The Inevitable Burn out


Today I burnt out.
Two miles into my 9 mile long run I knew I had to turn back.
My heart was pounding in my chest like something had just made me jump. My heart rate was rapid.
I headed home, walking the last half a mile.

I don't know why I was surprised.
As someone who rarely goes out-out and almost never sees 11pm, I've had two nights out over the course of the week.
Both of which I loved, for the record.
But both times, the following day, I forced myself to do a run or a workout. Both times I woke up far too early but pushed myself to start my day.
I think I've been overtired all week.
Getting up at 5.30am is rough enough, but this week I really felt it.
I've been feeling exhausted by 9pm but I've not wanted to go to bed because I didn't want to "waste" my evening.
I've had a couple of long, difficult and emotionally-draining weeks at work.
Monday was so bad that instead of going to choir I came home and cried.

I exist under a constantly cloud of self-inflicted pressure and guilt and anxiety. Constantly comparing myself to other people. Constantly pushing myself to do more and to do better.

I feel like I can never get the balance right between what I should be doing and what I want to do. I can never get the balance right between all the things I love.

And I can never, ever give myself a break.
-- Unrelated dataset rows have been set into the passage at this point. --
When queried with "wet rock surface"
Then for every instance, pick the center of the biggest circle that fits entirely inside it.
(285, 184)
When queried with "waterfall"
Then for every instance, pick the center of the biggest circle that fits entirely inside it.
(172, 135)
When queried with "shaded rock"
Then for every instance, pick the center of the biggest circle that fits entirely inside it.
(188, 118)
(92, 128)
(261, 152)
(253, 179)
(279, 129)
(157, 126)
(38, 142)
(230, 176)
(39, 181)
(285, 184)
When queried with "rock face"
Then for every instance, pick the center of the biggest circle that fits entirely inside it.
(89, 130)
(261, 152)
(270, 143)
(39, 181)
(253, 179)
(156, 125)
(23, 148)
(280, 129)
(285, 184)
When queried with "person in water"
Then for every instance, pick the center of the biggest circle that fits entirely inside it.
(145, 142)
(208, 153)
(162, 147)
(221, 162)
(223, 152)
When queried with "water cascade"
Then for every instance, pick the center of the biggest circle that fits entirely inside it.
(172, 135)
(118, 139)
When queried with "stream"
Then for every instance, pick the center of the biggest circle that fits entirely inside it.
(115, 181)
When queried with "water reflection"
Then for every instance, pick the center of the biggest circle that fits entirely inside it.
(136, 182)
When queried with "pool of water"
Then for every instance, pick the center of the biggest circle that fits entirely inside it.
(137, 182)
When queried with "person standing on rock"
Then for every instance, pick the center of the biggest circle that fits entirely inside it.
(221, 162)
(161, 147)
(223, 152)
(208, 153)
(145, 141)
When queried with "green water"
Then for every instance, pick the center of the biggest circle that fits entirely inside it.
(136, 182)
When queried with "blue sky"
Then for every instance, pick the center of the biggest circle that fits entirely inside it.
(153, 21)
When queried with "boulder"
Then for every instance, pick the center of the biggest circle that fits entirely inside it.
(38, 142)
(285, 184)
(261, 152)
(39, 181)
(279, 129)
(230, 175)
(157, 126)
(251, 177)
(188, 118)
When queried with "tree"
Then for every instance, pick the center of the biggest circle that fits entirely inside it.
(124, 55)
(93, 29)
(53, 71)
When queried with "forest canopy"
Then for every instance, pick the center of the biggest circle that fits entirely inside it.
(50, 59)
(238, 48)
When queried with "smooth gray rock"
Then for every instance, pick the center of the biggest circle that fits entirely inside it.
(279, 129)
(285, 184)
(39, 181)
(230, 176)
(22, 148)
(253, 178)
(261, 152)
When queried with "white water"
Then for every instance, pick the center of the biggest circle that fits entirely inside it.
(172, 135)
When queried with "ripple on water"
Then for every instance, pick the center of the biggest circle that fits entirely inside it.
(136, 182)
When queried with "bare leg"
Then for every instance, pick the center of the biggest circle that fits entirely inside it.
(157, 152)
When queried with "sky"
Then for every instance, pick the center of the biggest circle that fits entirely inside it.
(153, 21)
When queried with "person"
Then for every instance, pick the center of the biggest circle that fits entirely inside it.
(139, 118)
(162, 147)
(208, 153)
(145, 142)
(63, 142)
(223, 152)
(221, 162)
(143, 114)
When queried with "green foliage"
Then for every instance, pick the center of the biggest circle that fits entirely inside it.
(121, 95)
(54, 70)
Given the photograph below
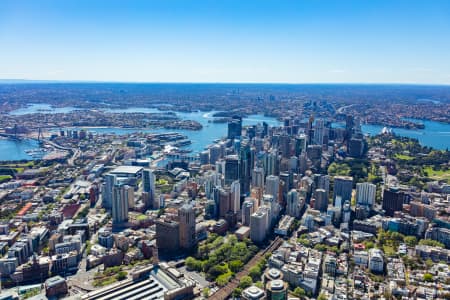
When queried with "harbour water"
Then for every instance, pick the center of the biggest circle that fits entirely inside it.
(435, 134)
(15, 150)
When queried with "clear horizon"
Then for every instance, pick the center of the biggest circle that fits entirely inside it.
(267, 42)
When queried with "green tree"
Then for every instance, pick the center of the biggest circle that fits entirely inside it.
(245, 282)
(427, 277)
(411, 241)
(322, 297)
(237, 292)
(429, 263)
(299, 292)
(121, 275)
(236, 265)
(255, 273)
(205, 292)
(433, 243)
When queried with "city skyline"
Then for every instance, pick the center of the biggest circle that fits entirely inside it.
(399, 42)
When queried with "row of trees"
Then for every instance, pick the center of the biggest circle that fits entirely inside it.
(220, 258)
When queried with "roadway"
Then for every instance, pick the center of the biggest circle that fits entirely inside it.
(225, 292)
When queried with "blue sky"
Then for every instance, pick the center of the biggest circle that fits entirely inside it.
(302, 41)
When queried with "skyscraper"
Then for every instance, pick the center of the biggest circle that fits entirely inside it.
(107, 192)
(271, 163)
(148, 183)
(235, 204)
(231, 169)
(258, 177)
(224, 200)
(343, 186)
(246, 161)
(285, 146)
(319, 132)
(300, 144)
(235, 127)
(365, 194)
(186, 216)
(293, 206)
(393, 200)
(321, 200)
(259, 225)
(247, 211)
(273, 208)
(167, 236)
(273, 186)
(120, 203)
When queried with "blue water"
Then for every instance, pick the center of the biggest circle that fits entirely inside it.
(435, 134)
(200, 139)
(41, 108)
(15, 150)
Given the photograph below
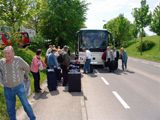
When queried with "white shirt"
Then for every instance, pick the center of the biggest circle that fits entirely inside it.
(115, 53)
(88, 54)
(48, 51)
(108, 54)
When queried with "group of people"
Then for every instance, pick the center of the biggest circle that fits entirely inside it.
(51, 62)
(13, 71)
(111, 57)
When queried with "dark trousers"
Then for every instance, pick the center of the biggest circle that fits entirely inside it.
(36, 77)
(109, 64)
(65, 74)
(116, 59)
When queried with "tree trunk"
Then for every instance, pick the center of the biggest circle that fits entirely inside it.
(159, 43)
(141, 41)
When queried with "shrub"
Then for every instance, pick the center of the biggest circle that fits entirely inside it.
(146, 45)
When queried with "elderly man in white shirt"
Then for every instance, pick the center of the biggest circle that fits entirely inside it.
(87, 60)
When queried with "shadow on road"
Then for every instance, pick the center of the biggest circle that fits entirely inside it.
(106, 70)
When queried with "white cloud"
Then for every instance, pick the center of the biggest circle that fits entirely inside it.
(100, 10)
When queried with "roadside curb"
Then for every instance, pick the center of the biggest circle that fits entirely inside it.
(144, 59)
(83, 107)
(20, 113)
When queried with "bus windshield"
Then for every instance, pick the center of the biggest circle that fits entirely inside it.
(93, 40)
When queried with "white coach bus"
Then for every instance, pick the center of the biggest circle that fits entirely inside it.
(96, 40)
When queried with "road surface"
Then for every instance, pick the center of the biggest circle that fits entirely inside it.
(130, 95)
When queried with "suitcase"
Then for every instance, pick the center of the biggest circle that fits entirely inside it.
(112, 65)
(51, 80)
(58, 73)
(74, 82)
(115, 65)
(91, 68)
(106, 64)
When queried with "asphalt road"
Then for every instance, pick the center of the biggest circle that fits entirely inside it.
(130, 95)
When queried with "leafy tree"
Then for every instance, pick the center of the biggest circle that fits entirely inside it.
(14, 12)
(62, 19)
(155, 25)
(121, 29)
(142, 17)
(36, 8)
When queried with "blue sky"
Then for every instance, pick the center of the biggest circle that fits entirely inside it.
(100, 10)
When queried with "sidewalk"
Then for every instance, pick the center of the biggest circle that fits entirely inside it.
(56, 105)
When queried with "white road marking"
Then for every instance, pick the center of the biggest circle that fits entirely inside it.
(157, 65)
(104, 81)
(97, 71)
(121, 100)
(135, 60)
(145, 62)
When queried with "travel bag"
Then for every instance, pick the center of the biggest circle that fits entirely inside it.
(74, 81)
(51, 80)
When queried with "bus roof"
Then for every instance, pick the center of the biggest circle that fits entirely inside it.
(9, 33)
(93, 29)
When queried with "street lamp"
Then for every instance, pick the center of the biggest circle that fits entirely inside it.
(113, 30)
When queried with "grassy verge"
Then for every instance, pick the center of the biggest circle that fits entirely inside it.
(27, 55)
(152, 54)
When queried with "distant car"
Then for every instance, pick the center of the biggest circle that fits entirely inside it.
(5, 39)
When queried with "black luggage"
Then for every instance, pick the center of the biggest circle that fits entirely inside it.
(51, 80)
(58, 73)
(74, 82)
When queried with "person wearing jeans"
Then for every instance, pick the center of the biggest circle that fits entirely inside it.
(65, 65)
(124, 63)
(10, 95)
(87, 60)
(124, 58)
(13, 81)
(36, 61)
(87, 65)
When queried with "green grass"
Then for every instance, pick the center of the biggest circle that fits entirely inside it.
(27, 55)
(152, 54)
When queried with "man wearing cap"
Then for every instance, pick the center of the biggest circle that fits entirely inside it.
(65, 65)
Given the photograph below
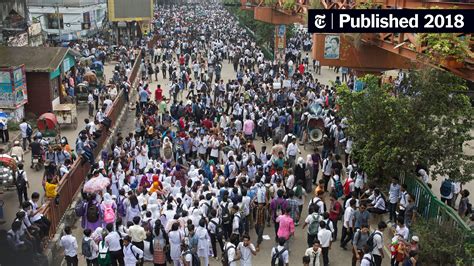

Advice to give myself a rest from running is great, but not so great when I know giving myself a rest will give me even more anxiety about my upcoming race. Telling me not to worry about all the food prep I do will just make me more stressed in the mornings before work. Telling me to relax will just make me even more panicky about the constant to-do list I have.

I just feel like I can't get it right.

I want to fit in my training, but I also want to enjoy time with my friends and family. I want to enjoy our trip to Whitby next weekend but I know I'll be worrying about the runs I've missed. I want to run but I don't want to have to turn around after two miles because I feel so exhausted.

I want to try to relax today but I know I find it so hard to give myself permission to relax and to do nothing. Yesterday I sat down with a book for 5 minutes before jumping up and deciding to make banana bread. Oh and then it was time to make dinner. And before I knew it it was bedtime and I had to go to bed because I had an early start for my run.

I get the mick taken out of me at work for always doing things, never relaxing, always pushing, always doing more, always coming into work after a 5 mile run. And the truth is I like that. I like the idea that people think I'm a superwoman who can do anything.

But I'm not and I can't. And I never think I'm doing enough.

And this is why I'm burned out. Even an hour after coming home exhausted from my run I launched into doing the washing and making an unnecessarily elaborate breakfast (which was great, but I probably could have just had avocado on toast). I'm getting up earlier and earlier to get everything "out of the way" but then I end up simultaneously tired and restless and have to find things to do so I don't get bored. I add unnecessary things to do to-do list and then get stressed when I don't want to do them.

The irony is, I often find myself feeling lazy and disorganised. Even more so when I skip something on my to-do list or allow myself some extra sleep instead of a workout when I'm feeling overworked.

I feel pathetic because I'm not the first person ever to run a home and have a job and a blog and be marathon training and also trying to have a social life. Why can everyone else do it?

I got home from my run 2 hours ago. I can see feel that racing heartbeat.